The group is conducting experiments using membranes made of various lipid systems that mimic cell membranes. They prepare these lipid membranes in the lab, essentially producing empty cells. When piscidin is added to the membranes, various data can reveal information about the peptide’s behavior. There are several forms of piscidin, and group members are working with piscidin 1 and piscidin 3.


Bogen is comparing piscidin 1 with neuropeptide Y (NPY) with regard to how the depth of insertion of each peptide in the membrane and the peptide’s movement in the bacterial cell membrane cause cell death.  She will also be using dye leakage assays to determine which is more effective at lysing bacterial cell mimics.   


Shrestha’s project involves studying two types of lipid systems’ interactions with piscidin; one system mimics bacterial cell membranes while the other mimics yeast cell membranes. Piscidin has been found to be more effective at killing bacterial cells than yeast cells, and Shreshtha aims to see whether the primary lipid components of these cell membranes and the difference in their peptide-binding abilities affects the peptide’s activity.

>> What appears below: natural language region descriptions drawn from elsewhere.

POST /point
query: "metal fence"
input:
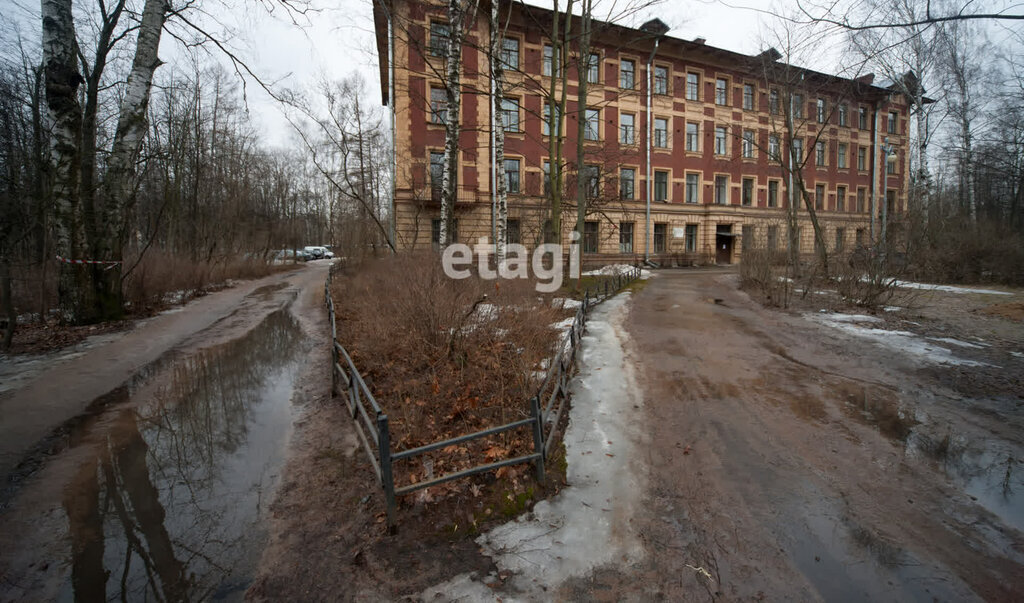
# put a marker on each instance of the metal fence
(546, 406)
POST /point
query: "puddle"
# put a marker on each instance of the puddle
(178, 475)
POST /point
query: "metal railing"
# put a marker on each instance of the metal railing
(546, 406)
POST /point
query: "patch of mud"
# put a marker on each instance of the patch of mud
(163, 493)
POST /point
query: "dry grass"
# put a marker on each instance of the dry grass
(162, 278)
(445, 357)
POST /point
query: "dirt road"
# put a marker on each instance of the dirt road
(787, 464)
(146, 464)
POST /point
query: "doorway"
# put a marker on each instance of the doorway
(723, 244)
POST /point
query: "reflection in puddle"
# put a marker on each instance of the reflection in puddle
(171, 505)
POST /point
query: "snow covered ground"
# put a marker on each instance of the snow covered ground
(588, 523)
(909, 343)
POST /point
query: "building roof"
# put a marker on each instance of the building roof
(644, 36)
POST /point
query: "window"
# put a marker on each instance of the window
(721, 91)
(749, 144)
(721, 142)
(660, 132)
(660, 235)
(512, 176)
(722, 189)
(660, 185)
(435, 232)
(625, 237)
(594, 69)
(590, 237)
(627, 128)
(513, 232)
(691, 238)
(773, 145)
(549, 119)
(627, 74)
(660, 80)
(438, 105)
(549, 66)
(510, 53)
(692, 87)
(591, 129)
(692, 187)
(748, 191)
(510, 115)
(439, 33)
(692, 137)
(627, 183)
(748, 97)
(593, 181)
(436, 173)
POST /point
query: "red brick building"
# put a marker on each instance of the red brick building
(712, 121)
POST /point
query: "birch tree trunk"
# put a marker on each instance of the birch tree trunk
(62, 80)
(453, 88)
(501, 186)
(119, 183)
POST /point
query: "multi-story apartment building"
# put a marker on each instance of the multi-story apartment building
(686, 145)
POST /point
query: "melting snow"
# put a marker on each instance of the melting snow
(902, 341)
(947, 288)
(588, 523)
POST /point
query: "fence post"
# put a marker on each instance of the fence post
(384, 446)
(535, 412)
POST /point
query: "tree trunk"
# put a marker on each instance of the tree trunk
(119, 183)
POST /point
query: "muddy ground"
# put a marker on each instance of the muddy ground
(782, 458)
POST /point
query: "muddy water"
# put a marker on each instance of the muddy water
(168, 487)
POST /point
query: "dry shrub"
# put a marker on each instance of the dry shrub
(445, 357)
(163, 277)
(954, 252)
(764, 273)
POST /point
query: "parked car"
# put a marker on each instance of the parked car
(286, 256)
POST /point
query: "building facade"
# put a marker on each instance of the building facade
(713, 144)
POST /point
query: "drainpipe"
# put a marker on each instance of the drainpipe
(394, 134)
(650, 136)
(494, 168)
(875, 169)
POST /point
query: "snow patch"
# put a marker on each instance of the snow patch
(901, 341)
(588, 523)
(947, 288)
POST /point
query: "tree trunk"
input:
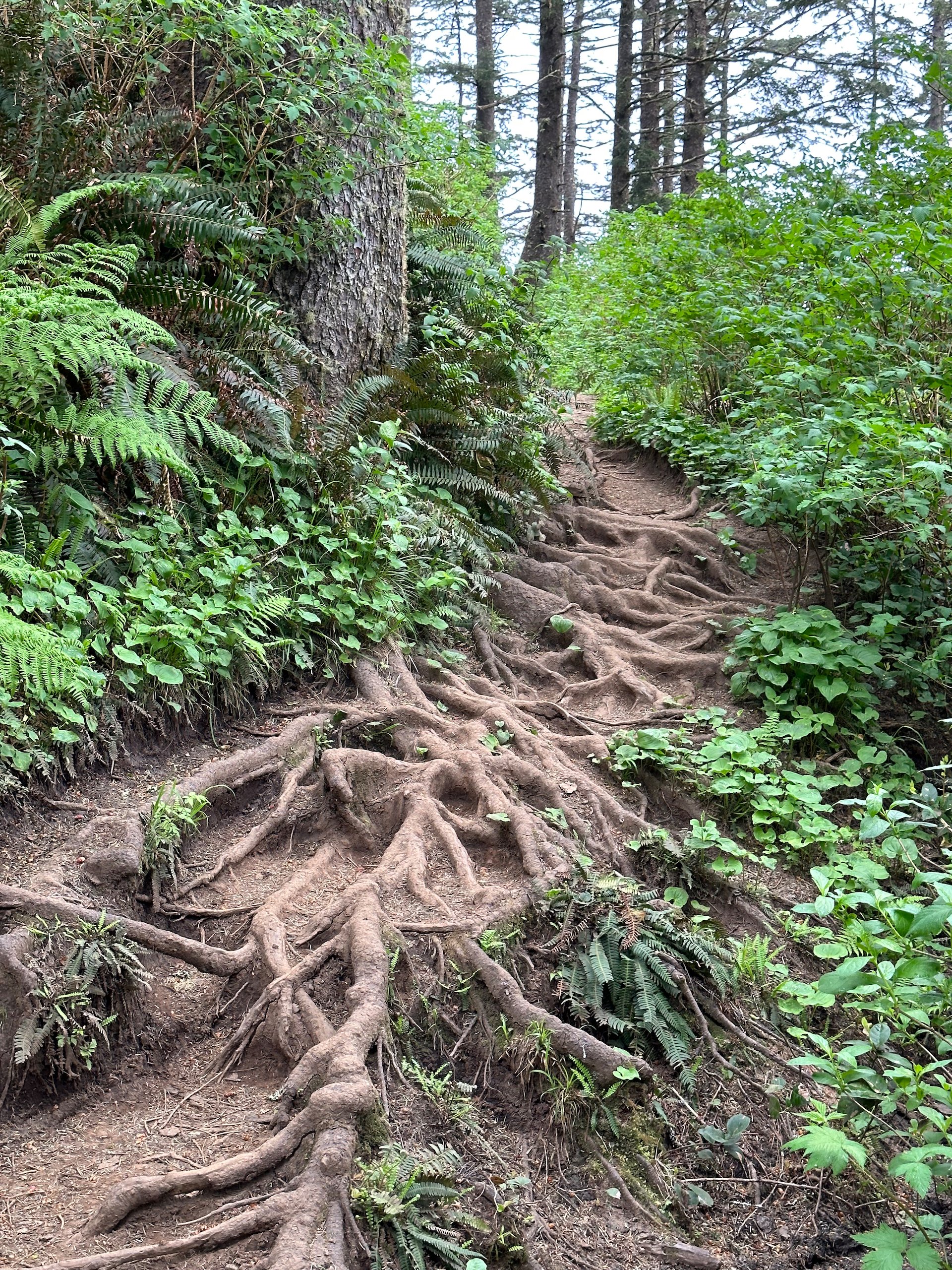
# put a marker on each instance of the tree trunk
(546, 223)
(696, 71)
(351, 299)
(669, 108)
(485, 74)
(572, 110)
(647, 183)
(936, 121)
(624, 80)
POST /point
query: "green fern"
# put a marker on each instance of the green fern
(45, 665)
(88, 974)
(411, 1203)
(626, 948)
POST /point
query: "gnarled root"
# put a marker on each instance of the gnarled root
(451, 801)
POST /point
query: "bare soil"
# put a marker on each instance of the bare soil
(359, 841)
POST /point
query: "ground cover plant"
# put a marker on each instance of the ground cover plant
(177, 532)
(787, 350)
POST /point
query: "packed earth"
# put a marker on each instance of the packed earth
(318, 977)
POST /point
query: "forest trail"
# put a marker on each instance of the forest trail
(408, 812)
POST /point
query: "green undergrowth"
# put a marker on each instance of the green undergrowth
(88, 974)
(842, 804)
(787, 348)
(183, 525)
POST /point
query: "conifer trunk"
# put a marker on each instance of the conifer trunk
(936, 121)
(546, 223)
(485, 74)
(647, 182)
(572, 110)
(668, 103)
(696, 71)
(351, 298)
(624, 83)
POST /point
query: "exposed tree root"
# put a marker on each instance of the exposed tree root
(452, 799)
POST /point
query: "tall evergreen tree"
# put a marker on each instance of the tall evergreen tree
(696, 71)
(351, 302)
(649, 160)
(572, 126)
(669, 105)
(936, 121)
(485, 73)
(546, 220)
(624, 85)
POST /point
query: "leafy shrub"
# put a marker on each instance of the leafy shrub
(412, 1205)
(805, 658)
(88, 972)
(787, 348)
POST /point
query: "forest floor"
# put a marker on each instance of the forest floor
(361, 837)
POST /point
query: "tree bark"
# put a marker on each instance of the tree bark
(572, 111)
(936, 121)
(696, 71)
(669, 107)
(647, 182)
(624, 83)
(546, 223)
(485, 74)
(351, 298)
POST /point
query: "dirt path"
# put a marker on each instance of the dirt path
(363, 829)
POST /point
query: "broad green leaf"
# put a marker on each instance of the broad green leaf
(831, 1148)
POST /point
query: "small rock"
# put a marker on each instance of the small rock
(112, 865)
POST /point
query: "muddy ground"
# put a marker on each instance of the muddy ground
(221, 1127)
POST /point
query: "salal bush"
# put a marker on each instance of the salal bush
(787, 347)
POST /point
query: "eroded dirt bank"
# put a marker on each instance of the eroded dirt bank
(327, 921)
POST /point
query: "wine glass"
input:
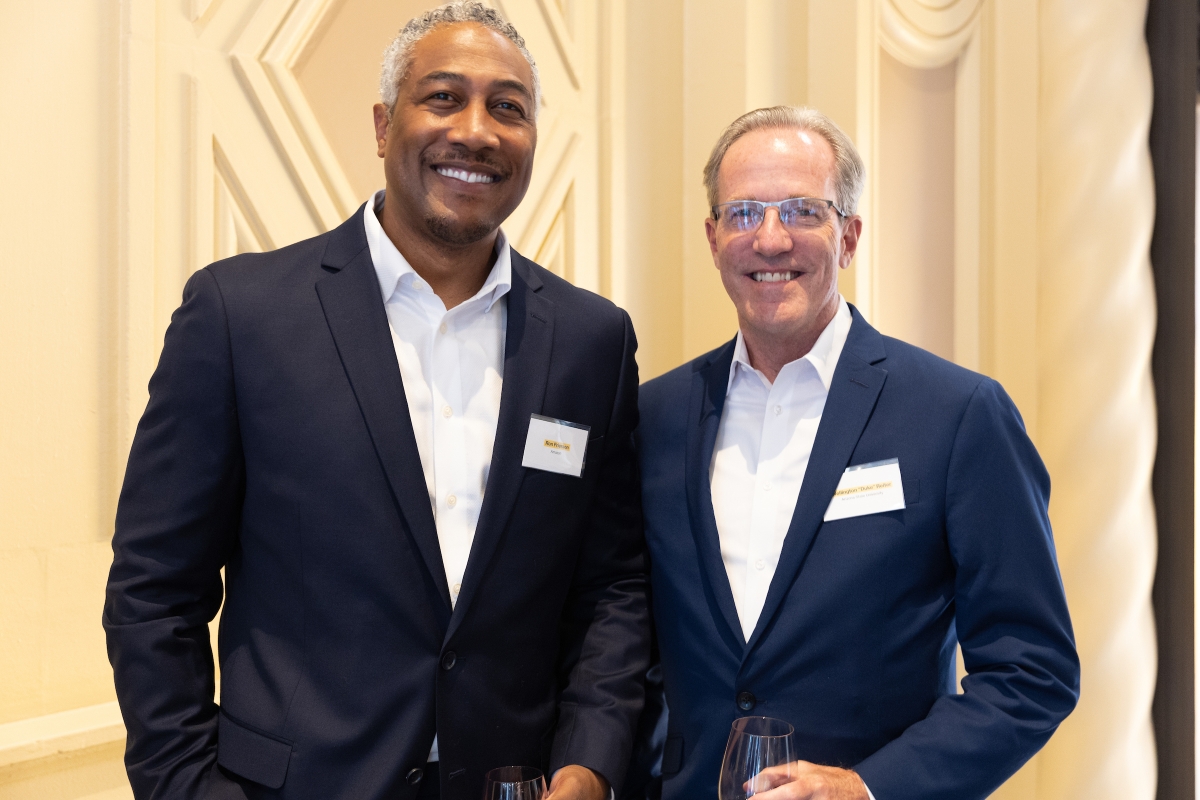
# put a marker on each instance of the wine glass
(756, 744)
(514, 783)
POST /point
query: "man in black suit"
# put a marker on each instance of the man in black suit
(379, 434)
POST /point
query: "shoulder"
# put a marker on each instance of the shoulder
(671, 390)
(271, 270)
(940, 386)
(577, 306)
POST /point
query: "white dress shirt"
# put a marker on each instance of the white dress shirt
(453, 367)
(762, 451)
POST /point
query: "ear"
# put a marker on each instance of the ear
(851, 229)
(382, 121)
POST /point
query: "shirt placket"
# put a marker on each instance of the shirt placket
(762, 509)
(449, 447)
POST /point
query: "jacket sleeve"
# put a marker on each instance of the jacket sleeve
(606, 624)
(1011, 618)
(177, 523)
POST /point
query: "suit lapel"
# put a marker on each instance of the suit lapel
(852, 395)
(709, 383)
(355, 314)
(528, 341)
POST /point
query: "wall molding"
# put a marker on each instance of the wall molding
(924, 36)
(55, 734)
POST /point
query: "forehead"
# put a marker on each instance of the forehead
(787, 162)
(472, 50)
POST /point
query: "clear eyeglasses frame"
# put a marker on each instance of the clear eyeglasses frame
(796, 212)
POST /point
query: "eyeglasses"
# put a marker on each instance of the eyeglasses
(797, 212)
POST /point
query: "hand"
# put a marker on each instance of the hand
(574, 782)
(811, 782)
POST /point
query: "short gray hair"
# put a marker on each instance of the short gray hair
(850, 173)
(399, 56)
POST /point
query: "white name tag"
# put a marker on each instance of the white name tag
(868, 488)
(556, 446)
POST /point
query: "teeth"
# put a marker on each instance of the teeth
(463, 175)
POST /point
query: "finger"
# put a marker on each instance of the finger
(797, 789)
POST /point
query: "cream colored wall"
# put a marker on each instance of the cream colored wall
(58, 84)
(915, 229)
(150, 136)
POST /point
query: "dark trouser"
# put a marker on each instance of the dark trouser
(431, 783)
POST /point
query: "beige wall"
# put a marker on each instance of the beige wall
(148, 137)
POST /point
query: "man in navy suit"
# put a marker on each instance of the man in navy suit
(831, 511)
(379, 435)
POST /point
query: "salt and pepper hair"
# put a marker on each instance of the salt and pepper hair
(399, 56)
(850, 174)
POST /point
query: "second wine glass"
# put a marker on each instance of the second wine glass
(514, 783)
(756, 744)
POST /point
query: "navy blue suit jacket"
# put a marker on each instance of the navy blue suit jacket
(277, 445)
(856, 643)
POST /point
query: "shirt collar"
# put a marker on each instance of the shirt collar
(393, 269)
(823, 356)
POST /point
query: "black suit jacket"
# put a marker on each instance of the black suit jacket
(277, 446)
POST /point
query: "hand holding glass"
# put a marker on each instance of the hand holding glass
(760, 756)
(514, 783)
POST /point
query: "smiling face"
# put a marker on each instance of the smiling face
(459, 148)
(784, 282)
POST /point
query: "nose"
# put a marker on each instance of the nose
(772, 236)
(473, 127)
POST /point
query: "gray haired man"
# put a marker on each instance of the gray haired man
(411, 451)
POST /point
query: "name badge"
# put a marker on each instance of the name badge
(868, 488)
(556, 446)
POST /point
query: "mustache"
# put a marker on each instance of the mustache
(466, 157)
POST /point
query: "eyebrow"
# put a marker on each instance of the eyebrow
(457, 77)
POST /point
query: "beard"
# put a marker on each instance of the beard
(459, 234)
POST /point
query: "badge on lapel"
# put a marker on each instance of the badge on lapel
(556, 445)
(868, 488)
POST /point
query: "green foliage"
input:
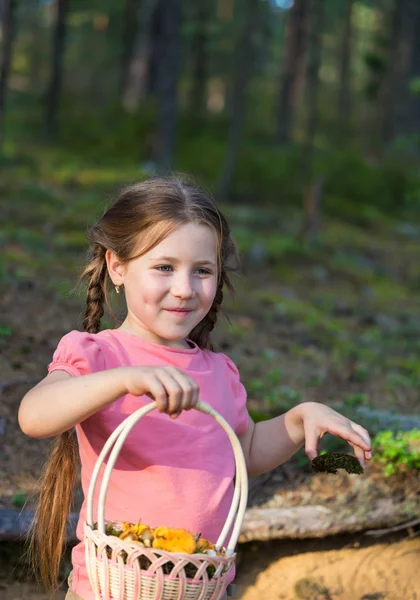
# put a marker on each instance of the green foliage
(19, 499)
(397, 452)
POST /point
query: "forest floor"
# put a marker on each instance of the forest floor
(336, 323)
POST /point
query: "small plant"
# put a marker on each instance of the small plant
(397, 452)
(332, 461)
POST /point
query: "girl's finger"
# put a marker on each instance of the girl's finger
(173, 390)
(158, 393)
(189, 389)
(311, 443)
(347, 433)
(366, 437)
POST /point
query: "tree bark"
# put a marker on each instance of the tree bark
(312, 190)
(396, 94)
(8, 22)
(138, 72)
(344, 93)
(293, 55)
(168, 71)
(54, 87)
(200, 58)
(238, 103)
(129, 33)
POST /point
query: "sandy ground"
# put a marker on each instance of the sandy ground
(380, 571)
(304, 571)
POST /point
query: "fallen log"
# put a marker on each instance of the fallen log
(262, 523)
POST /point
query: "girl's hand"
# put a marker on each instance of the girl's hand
(318, 419)
(172, 389)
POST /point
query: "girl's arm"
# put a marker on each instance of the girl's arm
(268, 444)
(60, 401)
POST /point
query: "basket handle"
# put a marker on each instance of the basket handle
(117, 439)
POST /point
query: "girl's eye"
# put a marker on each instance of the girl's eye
(168, 268)
(204, 271)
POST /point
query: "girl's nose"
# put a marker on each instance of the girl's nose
(182, 287)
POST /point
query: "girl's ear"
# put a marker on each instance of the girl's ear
(115, 267)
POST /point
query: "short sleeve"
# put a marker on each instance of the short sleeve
(239, 395)
(78, 353)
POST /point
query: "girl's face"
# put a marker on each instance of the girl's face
(171, 288)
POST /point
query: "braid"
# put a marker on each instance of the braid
(201, 332)
(96, 272)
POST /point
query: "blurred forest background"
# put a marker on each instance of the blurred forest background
(303, 119)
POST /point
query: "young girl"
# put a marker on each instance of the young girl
(167, 248)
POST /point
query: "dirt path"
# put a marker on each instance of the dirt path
(331, 569)
(381, 571)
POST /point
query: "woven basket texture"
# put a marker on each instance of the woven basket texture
(125, 570)
(115, 567)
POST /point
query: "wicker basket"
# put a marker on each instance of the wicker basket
(113, 564)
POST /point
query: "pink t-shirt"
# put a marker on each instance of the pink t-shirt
(176, 473)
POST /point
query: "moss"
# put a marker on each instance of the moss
(332, 461)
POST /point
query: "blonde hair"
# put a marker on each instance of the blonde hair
(139, 219)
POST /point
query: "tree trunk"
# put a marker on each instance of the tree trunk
(138, 72)
(344, 93)
(397, 94)
(410, 121)
(8, 22)
(293, 55)
(129, 33)
(238, 104)
(312, 190)
(168, 71)
(200, 58)
(54, 88)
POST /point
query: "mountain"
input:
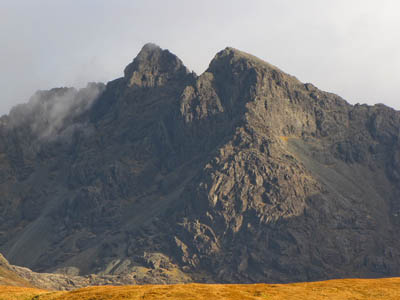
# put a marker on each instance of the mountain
(242, 174)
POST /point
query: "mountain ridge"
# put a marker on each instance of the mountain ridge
(240, 174)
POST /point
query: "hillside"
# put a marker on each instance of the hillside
(385, 289)
(243, 174)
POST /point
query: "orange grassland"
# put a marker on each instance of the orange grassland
(388, 288)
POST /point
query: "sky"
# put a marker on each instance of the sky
(351, 48)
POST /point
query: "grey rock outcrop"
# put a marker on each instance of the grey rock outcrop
(241, 174)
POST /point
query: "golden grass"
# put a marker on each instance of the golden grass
(19, 293)
(388, 289)
(8, 277)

Cairns is also comparing two lipid systems: she is working with membranes that mimic mammalian and bacterial cells to test for the influence of cholesterol on piscidin 3’s activity. While piscidin is active against bacterial cells, it is inactive towards mammalian cells. The major difference between these systems is that mammalian membranes contain cholesterol and bacterial membranes do not. Cairns is introducing cholesterol into her membranes to determine if cholesterol is the cause of piscidin’s reduced effectiveness on mammalian cells. 


Part of Hayden’s project is to confirm Cairns’s results through dye leakage tests, a process which involves placing dye into cells and measuring how much leaks out when the cell membranes break. In this case, the group expects to see more dye leakage from membranes without any added cholesterol. Hayden will also use solid state NMR (ssNMR) techniques to help understand the structure of piscidin 1.


Rider’s research involves a titration of piscidin in solution. By gradually changing the pH of the solution, he hopes to learn about how the peptide’s structure changes in response to pH levels. When piscidin binds to a cell membrane, it is unclear how deeply it pierces the membrane and what its structure looks like during this process. Rider hopes that his research will shed light on how pH affects piscidin’s behavior as it binds to cell membranes. 


Some of the instruments necessary for the project are unavailable at Hamilton,  so the group is traveling to Upstate Medical University in Syracuse to use a circular dichroism spectrometer and to the National High Magnetic Field Laboratory at Florida State University in Tallahassee to use high-powered NMR instruments.


As drug-resistant bacteria become more widespread, novel methods must be explored to fight them. The study of antimicrobial peptides such as piscidin has the potential to contribute much to this field. By finding out more about piscidin’s structure, movements and how it interacts with cell membranes, Professor Cotton’s team is helping to advance current knowledge on this peptide and all antimicrobial peptides.


Akritee Shrestha is a graduate of Saint Xavier’s High School in Kathmandu, Nepal; Leah Cairns graduated from Andover High School (Mass.); Chris Rider is a graduate of Cook County High School ( Minn.); Victoria Bogen graduated from Grosse Pointe North High School (Mich.); Robert Hayden is a graduate of Pittsford Sutherland High School (N.Y.).